My first knee surgery was on my left knee. In preping me for the surgery, they gave me a black marker and told me to write YES on the knee to be operated on, and NO on the other knee.

So I wrote YES on the left knee. And wrote NO on the right knee, and added SEE OTHER KNEE - and drew arrows pointing to the other knee.

So they operated on the correct knee!!

NIPS
 
okay i got a joke
everytime this OSU fan drives by a person wearing a michigan state jersey he always jerks towards them just short of hitting them. one day he was driving and he saw a priest on the side of the road so he picked him up. when he was driving he saw a michigan state fan so he swerves towards him and hears a thump in the back seat and he turns around and apologizes to the priest and the priest said
"dont worry i got him"
 
TOP TEN THOUGHTS

Number 10
Life is sexually transmitted.

Number 9
Good health is merely the slowest possible rate at which one can die.

Number 8
Please PM me for this one....

Number 7
Give a person a fish and you feed them for a day; teach a person to use the Internet and they won't bother you for weeks.

Number 6
Some people are like a Slinky ... not really good for anything, but you still can't help but smile when you shove them down the stairs.

Number 5
Health nuts are going to feel stupid someday, lying in hospitals dying of nothing.

Number 4
All of us could take a lesson from the weather. It pays no attention to criticism.

Number 3
Why does a slight tax increase cost you $200.00 and a substantial tax cut saves you $0.30?

Number 2
In the '60's, people took acid to make the world weird. Now the world is weird and people take Prozac to make it normal.

AND THE NUMBER 1 THOUGHT:
We know exactly where one cow with Mad-cow-disease is located among the millions and millions of cows in America, but we haven't got a clue as to where thousands of illegal immigrants and terrorists are located. Maybe we should put the Department of Agriculture in charge of immigration.

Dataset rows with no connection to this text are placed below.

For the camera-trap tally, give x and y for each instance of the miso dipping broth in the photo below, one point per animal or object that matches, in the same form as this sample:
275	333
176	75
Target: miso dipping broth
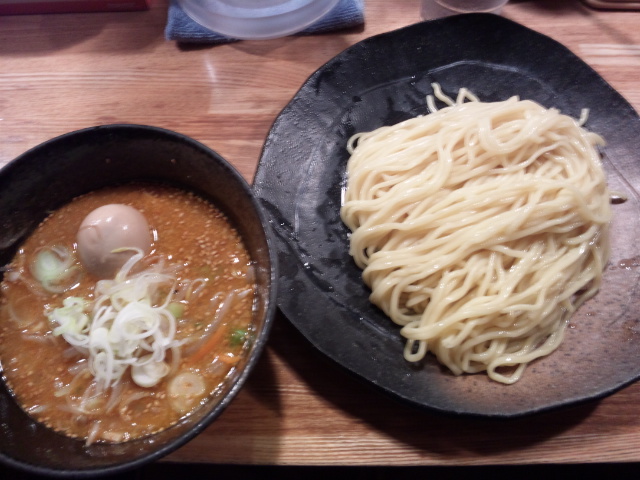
124	311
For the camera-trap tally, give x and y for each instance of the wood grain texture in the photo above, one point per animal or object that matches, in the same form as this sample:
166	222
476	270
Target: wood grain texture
64	72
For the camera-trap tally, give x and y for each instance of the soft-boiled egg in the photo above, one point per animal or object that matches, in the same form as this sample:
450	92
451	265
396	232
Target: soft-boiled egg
107	236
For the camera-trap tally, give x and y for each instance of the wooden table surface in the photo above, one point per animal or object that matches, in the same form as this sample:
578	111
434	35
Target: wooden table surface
63	72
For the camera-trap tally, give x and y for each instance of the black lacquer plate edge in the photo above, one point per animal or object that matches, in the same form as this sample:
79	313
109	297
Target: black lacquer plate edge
299	283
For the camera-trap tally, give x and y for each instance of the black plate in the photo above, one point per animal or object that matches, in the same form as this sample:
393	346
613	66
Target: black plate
383	80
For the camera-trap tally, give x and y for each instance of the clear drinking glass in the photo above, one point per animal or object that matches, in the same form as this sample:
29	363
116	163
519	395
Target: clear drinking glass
442	8
256	19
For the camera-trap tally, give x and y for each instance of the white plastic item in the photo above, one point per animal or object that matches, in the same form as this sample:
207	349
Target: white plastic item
256	19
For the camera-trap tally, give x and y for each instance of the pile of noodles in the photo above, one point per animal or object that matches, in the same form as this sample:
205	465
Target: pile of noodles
480	228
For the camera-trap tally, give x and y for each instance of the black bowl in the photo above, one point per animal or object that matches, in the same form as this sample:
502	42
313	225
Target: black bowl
51	174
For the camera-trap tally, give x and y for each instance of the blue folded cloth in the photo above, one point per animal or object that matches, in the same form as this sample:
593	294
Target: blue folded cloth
180	27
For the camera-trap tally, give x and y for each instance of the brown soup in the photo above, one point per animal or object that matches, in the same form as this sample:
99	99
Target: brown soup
197	269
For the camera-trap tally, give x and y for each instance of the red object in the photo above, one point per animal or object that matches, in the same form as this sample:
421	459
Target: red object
19	7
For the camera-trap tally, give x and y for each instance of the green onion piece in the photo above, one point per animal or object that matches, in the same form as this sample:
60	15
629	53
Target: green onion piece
176	309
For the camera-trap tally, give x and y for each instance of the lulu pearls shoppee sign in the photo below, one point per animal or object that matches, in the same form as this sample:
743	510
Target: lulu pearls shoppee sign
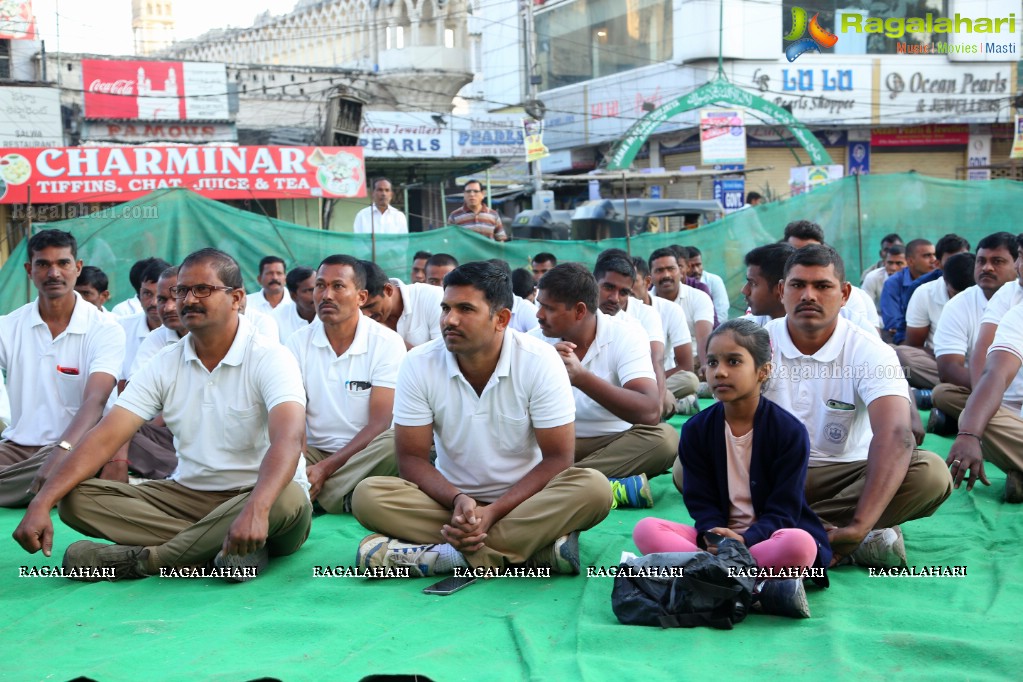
119	174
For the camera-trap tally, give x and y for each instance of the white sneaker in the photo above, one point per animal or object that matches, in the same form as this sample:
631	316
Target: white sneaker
882	548
379	551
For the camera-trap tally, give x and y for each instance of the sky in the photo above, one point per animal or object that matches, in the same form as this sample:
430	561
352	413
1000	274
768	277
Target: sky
103	27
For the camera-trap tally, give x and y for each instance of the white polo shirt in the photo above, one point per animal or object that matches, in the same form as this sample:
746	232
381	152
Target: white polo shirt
873	283
853	367
158	339
370	220
926	306
1009	337
861	303
4	404
420	315
44	399
646	317
617	356
136	329
128	307
523	315
338	387
957	334
286	317
264	323
219	418
718	294
676	329
257	302
852	316
1009	296
485	444
697	306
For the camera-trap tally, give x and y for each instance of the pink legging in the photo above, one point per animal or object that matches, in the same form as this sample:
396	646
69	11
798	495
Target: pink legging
788	547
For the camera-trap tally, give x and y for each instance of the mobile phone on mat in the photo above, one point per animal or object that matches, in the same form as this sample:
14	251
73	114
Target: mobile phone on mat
449	585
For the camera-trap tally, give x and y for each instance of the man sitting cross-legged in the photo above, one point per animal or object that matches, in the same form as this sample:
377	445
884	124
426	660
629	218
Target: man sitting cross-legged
864	476
497	405
350	367
618	407
234	402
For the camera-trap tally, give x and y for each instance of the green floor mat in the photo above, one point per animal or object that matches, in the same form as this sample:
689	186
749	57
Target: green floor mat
293	626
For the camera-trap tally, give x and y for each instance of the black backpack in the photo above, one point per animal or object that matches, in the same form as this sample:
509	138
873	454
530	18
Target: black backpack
650	591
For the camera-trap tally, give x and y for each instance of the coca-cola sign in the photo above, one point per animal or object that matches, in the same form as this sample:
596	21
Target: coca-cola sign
154	90
114	88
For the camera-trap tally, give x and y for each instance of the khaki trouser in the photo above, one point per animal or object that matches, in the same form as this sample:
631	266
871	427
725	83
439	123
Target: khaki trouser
376	459
150	452
920	366
574	500
641	449
1003	435
834	490
676	387
180	527
18	466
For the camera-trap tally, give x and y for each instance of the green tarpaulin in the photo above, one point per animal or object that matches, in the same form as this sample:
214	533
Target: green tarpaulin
854	212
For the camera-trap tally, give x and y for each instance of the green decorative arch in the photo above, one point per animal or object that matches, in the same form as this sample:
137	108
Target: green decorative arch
716	92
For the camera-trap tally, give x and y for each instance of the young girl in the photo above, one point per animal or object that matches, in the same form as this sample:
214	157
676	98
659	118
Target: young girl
744	465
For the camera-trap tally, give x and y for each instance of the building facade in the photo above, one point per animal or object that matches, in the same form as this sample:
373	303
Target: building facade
879	102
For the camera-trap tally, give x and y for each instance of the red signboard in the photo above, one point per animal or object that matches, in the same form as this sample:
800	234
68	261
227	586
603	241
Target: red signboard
914	136
56	175
154	90
16	20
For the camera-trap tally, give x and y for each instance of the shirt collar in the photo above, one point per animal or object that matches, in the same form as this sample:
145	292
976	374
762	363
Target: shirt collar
406	308
827	353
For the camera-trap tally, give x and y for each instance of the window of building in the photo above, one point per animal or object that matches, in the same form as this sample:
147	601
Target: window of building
4	58
833	13
395	37
588	39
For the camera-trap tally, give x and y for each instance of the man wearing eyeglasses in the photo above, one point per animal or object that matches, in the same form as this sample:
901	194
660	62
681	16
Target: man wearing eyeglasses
235	403
476	216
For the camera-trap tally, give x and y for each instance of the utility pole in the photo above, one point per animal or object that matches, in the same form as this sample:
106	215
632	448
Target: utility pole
534	79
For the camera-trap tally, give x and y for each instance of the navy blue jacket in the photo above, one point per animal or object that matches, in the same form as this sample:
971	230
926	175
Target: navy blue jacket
777	475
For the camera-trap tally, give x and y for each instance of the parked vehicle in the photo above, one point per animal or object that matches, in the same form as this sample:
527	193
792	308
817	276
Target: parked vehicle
542	225
604	219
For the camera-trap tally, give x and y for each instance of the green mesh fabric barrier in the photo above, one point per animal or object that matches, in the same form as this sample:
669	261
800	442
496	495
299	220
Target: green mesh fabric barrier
854	212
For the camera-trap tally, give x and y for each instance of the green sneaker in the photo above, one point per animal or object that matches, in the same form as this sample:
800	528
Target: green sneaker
93	561
380	551
631	492
561	557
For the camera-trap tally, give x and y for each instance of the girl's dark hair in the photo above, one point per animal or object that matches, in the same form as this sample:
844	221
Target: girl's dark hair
750	335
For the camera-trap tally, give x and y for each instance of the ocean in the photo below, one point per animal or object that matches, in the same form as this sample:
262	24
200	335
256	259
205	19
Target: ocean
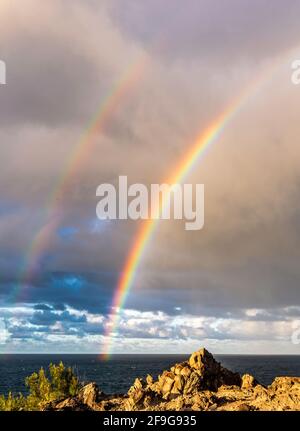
117	374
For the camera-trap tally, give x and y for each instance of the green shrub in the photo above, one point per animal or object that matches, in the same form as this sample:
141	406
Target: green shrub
59	383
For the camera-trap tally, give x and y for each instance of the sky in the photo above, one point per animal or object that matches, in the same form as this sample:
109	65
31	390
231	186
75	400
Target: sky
233	286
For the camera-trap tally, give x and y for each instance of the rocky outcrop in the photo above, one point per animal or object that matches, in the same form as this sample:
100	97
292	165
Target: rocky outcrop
200	383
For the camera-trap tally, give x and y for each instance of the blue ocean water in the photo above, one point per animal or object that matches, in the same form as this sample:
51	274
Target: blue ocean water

And the BONUS thought for today

'Life is like a jar of jalapeños. What you do today, might burn your *** tomorrow'

 
ahem....
 
Lets please remember this is a family forum and keep the postings appropriate please. Thanks.
 
almost sound like wetting one's pants is a better alternative. roflol
kidding
 
youo guys can pm me any "off color" jokes, lol. Ogre, i would love more stories, you have a very engaging writing style and I really enjoyed them :)
 
This is a blonde joke:

This lady went into a store and said "sir, I would like to buy that tv". The man said "Sorry no blondes aloud". So the next day she came back with black hair and said "Sir I would like to buy that tv". The man said "Sorry now blondes aloud".The next day she came back with red hair and said "Sir I would like to buy that tv" the man said " Sorry now blondes aloud". The next day she came back with brown hair and said "Sir I would like to buy that tv" And again the man said "Sorry no blondes aloud". She through her wig down and said "HOW DO YOU KNOW I'M BLONDE!!" The man said "because that's not a tv, that's a microwave.